President Alberto Fernández, together with the leaders of Mexico, Colombia and Bolivia, this week slammed the "unjustifiable judicial persecution" of Vice-President Cristina Fernández de Kirchner in a joint statement.
The comments were delivered in a joint statement read out by Argentina’s Presidential Spokesperson Gabriela Cerruti at the Casa Rosada on Thursday and came in response to the news that prosecutors are seeking a 12-year jail term for Argentina’s vice-president in a trial investigating alleged public works graft ('Vialidad').
As well as Fernández, Bolivia President Luis Arce, Colombia President Gustavo Petro, and Mexico President Andrés Manuel López Obrador also signed the statement.
"We express our absolute rejection of the unjustifiable judicial persecution that the current Vice-President of the Argentine Republic, Cristina Fernández de Kirchner, has been suffering," said the presidents.
"Such persecution aims to remove Cristina Fernández de Kirchner from public, political and electoral life, as well as to bury the values and ideals she represents, with the ultimate goal of implementing a neoliberal model," the four leaders warned.
In recent years, they noted, Argentina’s Judiciary "has opened numerous cases against her, many of which have had to be shelved in the absence of any solid evidence."
Fernández de Kirchner has been acquitted in several cases for alleged crimes that occurred when she was head of state from 2007 to 2015, but she still faces five trials.
"Together with the presidents, we express our strongest support for @CFKArgentina and roundly condemn the strategies of judicial persecution to eliminate political opponents," wrote President Fernández, as he shared the communiqué he signed with his regional peers on social networks.
According to Noticias Argentinas, citing official sources, the president "had been talking to his peers about the unfairness and concern of the situation [facing Cristina Fernández de Kirchner] and last night [Wednesday] the idea of expressing himself publicly came up."
Allegations and trial
Fernández de Kirchner, 69, is charged along with 12 others with the crimes of aggravated illicit association and fraudulent administration in a case about alleged corruption in the tendering of public works when she was president between 2007 and 2015.
The trial began in 2019 and judges are expected to issue a verdict before the end of the year.

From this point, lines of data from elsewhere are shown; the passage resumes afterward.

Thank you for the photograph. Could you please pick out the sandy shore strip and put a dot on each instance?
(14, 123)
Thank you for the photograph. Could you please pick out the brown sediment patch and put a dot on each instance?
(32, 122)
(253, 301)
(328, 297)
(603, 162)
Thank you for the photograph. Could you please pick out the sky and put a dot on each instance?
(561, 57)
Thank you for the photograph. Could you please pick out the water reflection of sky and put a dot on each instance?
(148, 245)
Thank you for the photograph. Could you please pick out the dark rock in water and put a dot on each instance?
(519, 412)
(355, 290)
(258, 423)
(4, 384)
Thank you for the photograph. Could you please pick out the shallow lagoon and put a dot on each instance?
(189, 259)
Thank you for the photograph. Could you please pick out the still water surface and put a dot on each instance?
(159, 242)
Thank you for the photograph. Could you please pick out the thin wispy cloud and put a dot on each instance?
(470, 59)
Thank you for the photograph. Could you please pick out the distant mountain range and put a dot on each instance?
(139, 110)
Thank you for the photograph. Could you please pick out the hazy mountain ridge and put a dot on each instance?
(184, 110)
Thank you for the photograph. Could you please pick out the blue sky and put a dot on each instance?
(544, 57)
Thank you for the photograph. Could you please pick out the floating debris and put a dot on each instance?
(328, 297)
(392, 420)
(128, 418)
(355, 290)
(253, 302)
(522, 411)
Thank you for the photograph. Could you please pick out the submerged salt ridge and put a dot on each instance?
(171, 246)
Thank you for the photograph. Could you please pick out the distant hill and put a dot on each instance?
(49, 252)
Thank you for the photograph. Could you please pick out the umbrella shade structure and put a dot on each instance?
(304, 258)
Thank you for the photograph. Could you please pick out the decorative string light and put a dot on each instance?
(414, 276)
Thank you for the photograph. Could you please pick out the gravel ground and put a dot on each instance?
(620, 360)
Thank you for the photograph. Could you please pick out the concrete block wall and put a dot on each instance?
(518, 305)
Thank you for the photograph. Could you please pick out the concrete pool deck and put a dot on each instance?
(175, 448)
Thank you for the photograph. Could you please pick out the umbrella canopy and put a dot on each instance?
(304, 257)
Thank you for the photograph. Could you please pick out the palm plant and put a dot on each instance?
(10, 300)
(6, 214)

The vice-president, who also presides over the Senate, enjoys parliamentary privileges that protect her from both imprisonment and disqualification. Only if the ruling is confirmed by the Supreme Court or if she loses her parliamentary immunity could a sentence against her become effective.
Amid thriving political polarisation, the prosecutor's request for Fernández de Kirchner’s jailing and disqualification from public office on Monday has multiplied the vice-president’s criticism of the court and anger among her supporters, who have called for demonstrations in defence of the veteran leader.
On Wednesday, Fernández de Kirchner received messages of solidarity from former heads of state and government officials across the region.
"I express my unconditional solidarity with the vice-president of Argentina and president of the Argentine Senate, Cristina Fernández de Kirchner," Brazilian ex-president Dilma Rousseff wrote on her Twitter account.
Bolivian ex-president Evo Morales, meanwhile, said on the same social network that "sister @CFKArgentina is the victim of an inclement attack of 'lawfare', or political warfare that uses justice as a weapon, to disqualify her."
"We repudiate the judicial and media harassment against @CFKArgentina," Cuban Foreign Minister Bruno Rodríguez said on Twitter.
Cuban leader Miguel Díaz-Canel also expressed his support for Fernández de Kirchner on social networks.